2014-09-08
What an init system needs to do in the abstract
I've talked before about what init
does historically, but that's not the same thing as what an
init system actually needs to do, considered abstractly and divorced
from the historical paths that got us here and still influence how
we think about init systems. So, what does a modern init system in
a modern Unix need to do?
At the abstract level, I think a modern init system has three jobs:
- Being the central process on the system. This is both the modest
job of being PID 1 (inheriting parentless processes and reaping
them when they die) and the larger, more important job of supervising
and (re)starting any other components of the init system.
- Starting and stopping the system, and also transitioning it
between system states like single user and multiuser. The second
job has diminished in importance over the years; in practice most
systems today almost never transition between runlevels or the
equivalent except to boot or reboot.
(At one point people tried to draw a runlevel distinction between 'multiuser without networking' and 'multiuser with networking' and maybe 'console text logins' and 'graphical logins with X running' but today those distinctions are mostly created by stopping and starting daemons, perhaps abstracted through high level labels for collections of daemons.)

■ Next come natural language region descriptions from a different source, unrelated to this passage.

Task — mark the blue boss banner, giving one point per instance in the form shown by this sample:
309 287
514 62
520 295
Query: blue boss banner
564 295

- Supervising (daemon) processes to start, stop, and restart them on
demand or need or whatever. This was once a sideline but has
become the major practical activity of an init system and why
people spend most of the time interacting with it. Today this
encompasses both regular
getty
processes (which die and restart regularly) and a whole collection of daemons (which are often not expected to die and may not be restarted automatically if they do).You can split this job into two sorts of daemons, infrastructure processes that must be started in order for the core system to operate (and for other daemons to run sensibly) and service processes that ultimately just provide services to people using the machine. Service processes are often simpler to start, restart, and manage than infrastructure processes.
In practice modern Unixes often add a fourth job, that of managing the appearance and disappearance of devices. This job is not strictly part of init but it is inextricably intertwined with at least booting the system (and sometimes shutting it down) and in a dependency-based init system it will often strongly influence what jobs/processes can be started or must be stopped at any given time (eg you start network configuration when the network device appears, you start filesystem mounts when devices appear, and so on).
The first job mostly or entirely requires being PID 1; at a minimum your PID 1 has to inherit and reap orphans. Since stopping and starting daemons and processes in general is a large part of booting and rebooting, the second and third jobs are closely intertwined in practice although you could in theory split them apart and that might simplify each side. The fourth job is historically managed by separate tools but often talks with the init system as a whole because it's a core dependency of the second and third jobs.
(Booting and rebooting is often two conceptually separate steps in that first you check filesystems and do other initial system setup then you start a whole bunch of daemons (and in shutdown you stop a bunch of daemons and then tear down core OS bits). If you do this split, you might want to transfer responsibility for infrastructure daemons to the second job.)
The Unix world has multiple existence proofs that all of these roles do not have to be embedded in a single PID 1 process and program. In particular there is a long history of (better) daemon supervision tools that people can and do use as replacements for their native init system's tools for this (often just for service daemons), and as I've mentioned Solaris's SMF splits the second and third role out into a cascade of additional programs.